Koehler, R. M.; Binns, T. S.; Merk, T.; Zhu, G.; Yin, Z.; Zhao, B.; Chikermane, M.; Vanhoecke, J.; Busch, J. L.; Habets, J.; Faust, K.; Schneider, G.-H.; Haufe, S.; Zhang, J.; Kuehn, A. A.; Haynes, J.-D.; Neumann, W.-J.

The ability to initiate movement is fundamental to human behavior. Loss of dopaminergic neurons in Parkinson\'s disease (PD) is associated with impaired movement initiation, also termed akinesia. Dopamine and subthalamic deep brain stimulation (DBS) can alleviate akinesia, but the underlying mechanisms are unknown. We recorded invasive neural activity from both sensorimotor cortex and subthalamic nucleus (STN) in 25 PD patients performing self-initiated movements.
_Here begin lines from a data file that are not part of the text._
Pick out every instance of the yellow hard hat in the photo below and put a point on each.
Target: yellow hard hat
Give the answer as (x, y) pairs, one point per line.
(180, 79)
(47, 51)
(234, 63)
Readiness potentials and brain signal decoding revealed long latencies between the neural representation of motor intention and execution. Dopamine and STN-DBS shortened these latencies, while shifting directional cortico-subthalamic oscillatory coupling from antikinetic beta (13-35 Hz) to prokinetic theta (4-10 Hz) rhythms. Our study highlights a key role for dopamine and basal ganglia in the evolution of preparatory brain signals and encoding of motor intention. It further reveals a therapeutic mechanism for acceleration of action initiation through modulation of pathological synchrony that may be leveraged with closed-loop neurostimulation.